The pool is a single entity that offers choices of indoor and outdoor sections, although the swimmable part is a little too small by our standards.

Morpheus’ swimming pool, which offers guests the choice of using either indoor or outdoor areas.

In terms of dining, Morpheus has two restaurants by French master chef Alain Ducasse, one of the two most decorated Michelin-star chefs in the world, with restaurants earning a total of 21 stars.

At Morpheus, Ducasse is overseeing the more casual bar and restaurant, Voyages, as well as the fine-dining Alain Ducasse at Morpheus, which has a stunning design.

The beautifully designed fine-dining restaurant, Alain Ducasse at Morpheus.

The hotel’s Chinese restaurant, Yi, is also another visually impressive establishment, with tables enveloped by curved walls of “dragon scales”.

Yi offers regional Chinese cuisine that is served in a set menu, omakase-style.

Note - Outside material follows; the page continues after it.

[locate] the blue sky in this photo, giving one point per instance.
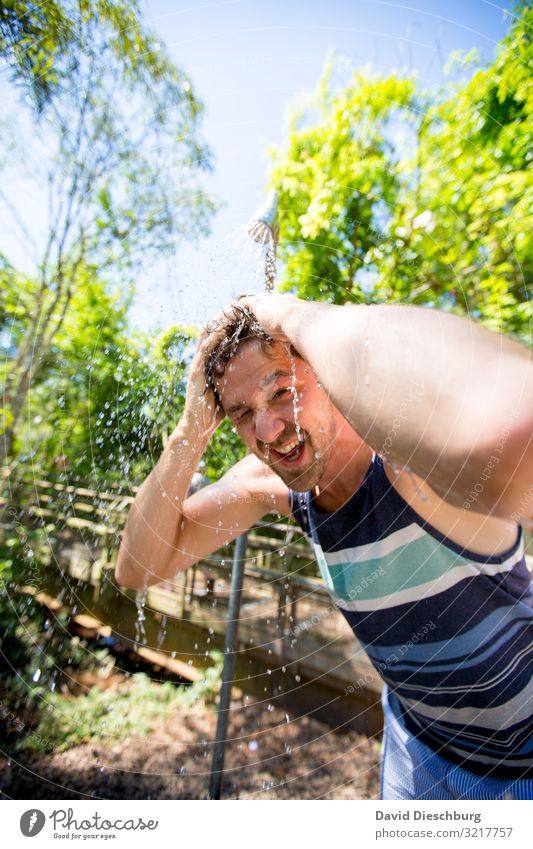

Even the hotel’s retail space pushed the boundaries. Instead of having shops of brands we see everywhere, the main retail areas are open spaces along the main walkway filled with some really cool and innovative design objects of which the late Dame Zaha Hadid would have approved.

The open-plan Morpheus retail mall area, which is filled with innovative and impressive design objects.

If there is one word that describes our experience at Morpheus, it is “unconventional”.

From the external lines of the architecture to the interior design; and from the subtle touches of luxury to the sometimes provocative art, Morpheus will come as a welcome surprise for those expecting more of the same Cotai experience.